To be totally honest, the bathroom is the most difficult room in the house to renovate sustainably. I found this out the hard way.
Because a bathroom is a place where everything has to be functional and watertight, it’s hard to source reclaimed materials.
I was quite proud of myself when I found some new, gorgeous brass fixtures at Build It Green! … until I found out that all your fixtures–and the hardware that fits into them behind the wall–have to be by the same manufacturer. (Which is ridiculous, in my opinion. What a waste.) So I ended up with a lot of useless brass fixtures on my hands, and ordered new, conventional ones in a panic a week before we were supposed to move in. If I had to do it again, I would have gotten a special low-flow shower head. Maybe I still will, eventually.

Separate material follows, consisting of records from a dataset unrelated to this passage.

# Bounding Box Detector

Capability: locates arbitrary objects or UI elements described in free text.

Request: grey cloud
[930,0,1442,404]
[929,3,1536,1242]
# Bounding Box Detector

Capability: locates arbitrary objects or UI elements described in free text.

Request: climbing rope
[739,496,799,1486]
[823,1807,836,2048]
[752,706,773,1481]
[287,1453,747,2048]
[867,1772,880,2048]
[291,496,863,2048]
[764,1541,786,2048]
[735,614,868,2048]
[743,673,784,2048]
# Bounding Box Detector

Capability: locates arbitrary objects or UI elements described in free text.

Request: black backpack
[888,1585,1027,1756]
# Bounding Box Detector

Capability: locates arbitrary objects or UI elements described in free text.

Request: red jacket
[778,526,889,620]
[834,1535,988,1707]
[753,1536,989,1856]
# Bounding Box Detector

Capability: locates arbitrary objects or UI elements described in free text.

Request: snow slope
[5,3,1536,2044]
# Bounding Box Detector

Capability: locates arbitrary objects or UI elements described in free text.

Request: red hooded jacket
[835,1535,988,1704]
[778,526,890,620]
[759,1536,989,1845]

The biggest change we made in the bathroom was switching the toilet and the vanity. Before, the vanity was below the window, and the mirror was over the toilet – an awkward setup. We switched the setup and put the water-saving, dual-flush toilet under the window. Now, you don’t have to lean over the toilet to look at your reflection.

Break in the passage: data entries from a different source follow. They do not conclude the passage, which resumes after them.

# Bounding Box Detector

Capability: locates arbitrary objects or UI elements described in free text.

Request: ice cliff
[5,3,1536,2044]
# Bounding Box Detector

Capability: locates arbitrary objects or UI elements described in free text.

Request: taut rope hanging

The tub is reclaimed, though it comes with some … character. It has some hairline cracks in two corners that I didn’t see until it was too late. But everyone has graciously avoided mentioning them to me. You can’t really see them in the picture, but you can see them in person!
I also bought a reclaimed vanity in black, and a white reclaimed countertop. My contractor lost the vanity, however, and in another panic, we went to Home Depot and bought a conventional one, outfitting it with two extra knobs from the kitchen and the reclaimed countertop to class it up a bit. The basin sink is reclaimed as well – it’s the best reclaimed thing in the whole bathroom.

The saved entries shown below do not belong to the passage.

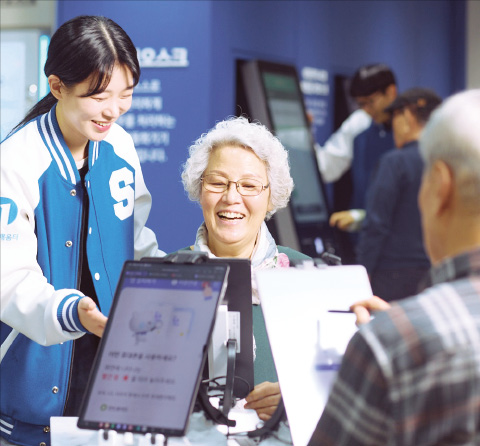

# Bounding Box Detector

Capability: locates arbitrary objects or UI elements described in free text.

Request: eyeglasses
[201,174,269,197]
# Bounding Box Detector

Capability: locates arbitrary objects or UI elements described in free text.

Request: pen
[328,309,353,314]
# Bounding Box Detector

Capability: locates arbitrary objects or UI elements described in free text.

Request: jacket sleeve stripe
[58,295,87,333]
[66,299,83,332]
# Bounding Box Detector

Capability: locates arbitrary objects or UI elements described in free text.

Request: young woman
[1,15,164,446]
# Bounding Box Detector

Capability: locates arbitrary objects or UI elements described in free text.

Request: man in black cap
[356,88,442,301]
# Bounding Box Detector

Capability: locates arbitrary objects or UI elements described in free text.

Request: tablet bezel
[77,259,229,437]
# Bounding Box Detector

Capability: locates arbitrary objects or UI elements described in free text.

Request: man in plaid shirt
[309,89,480,446]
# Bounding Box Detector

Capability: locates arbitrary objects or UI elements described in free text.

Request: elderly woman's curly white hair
[181,116,293,219]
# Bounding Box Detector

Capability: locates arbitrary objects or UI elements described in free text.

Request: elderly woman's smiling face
[199,144,273,258]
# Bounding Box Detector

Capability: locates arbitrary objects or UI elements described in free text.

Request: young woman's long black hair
[13,15,140,131]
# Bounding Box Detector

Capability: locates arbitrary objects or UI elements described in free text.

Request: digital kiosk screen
[262,72,328,225]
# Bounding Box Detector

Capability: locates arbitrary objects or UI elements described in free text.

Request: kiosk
[236,59,337,258]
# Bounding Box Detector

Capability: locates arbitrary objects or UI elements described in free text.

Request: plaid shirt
[309,247,480,446]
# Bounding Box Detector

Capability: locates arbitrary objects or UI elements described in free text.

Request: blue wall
[57,0,465,253]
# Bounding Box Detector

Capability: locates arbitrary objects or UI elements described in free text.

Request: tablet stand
[142,251,238,427]
[247,397,286,440]
[196,383,236,427]
[193,335,238,427]
[222,338,237,417]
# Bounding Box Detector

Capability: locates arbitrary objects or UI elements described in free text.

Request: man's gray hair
[419,89,480,210]
[181,116,293,219]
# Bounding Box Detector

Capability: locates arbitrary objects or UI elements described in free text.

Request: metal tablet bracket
[222,338,237,417]
[142,251,237,428]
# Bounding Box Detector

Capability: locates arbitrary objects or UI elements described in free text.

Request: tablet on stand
[77,259,230,443]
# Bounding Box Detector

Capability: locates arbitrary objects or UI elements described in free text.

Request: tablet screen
[77,260,229,437]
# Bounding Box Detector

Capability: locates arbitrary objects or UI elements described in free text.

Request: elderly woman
[180,116,310,421]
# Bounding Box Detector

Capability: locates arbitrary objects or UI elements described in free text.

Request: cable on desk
[203,375,252,395]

The subway and hexagonal tile is also conventional and new (and affordable. If you’re looking for eco-friendly tile options, most are fancy and expensive). But doesn’t it look pretty? I wanted it to fit in with the early 20th century look of the apartment. I did my best to find a reclaimed medicine cabinet that would sit on the wall, not inside it, since there was no space in the wall. But I could only find the kind that go into the wall. So the one you see is new from Home Depot, too.
We’re quite proud of the shelf. We painted some reclaimed wood with no-VOC paint, and put it up using handmade brackets off of Etsy.
We enclosed the exposed heating pipe to make it pretty. Unfortunately, our contractor messed it up somehow and not much heat gets out into the bathroom. To fix it, we would have to rip some stuff out. We’re going to save that project for a few years down the road. Tip: Make sure your heating pipe is all good before you tile it closed.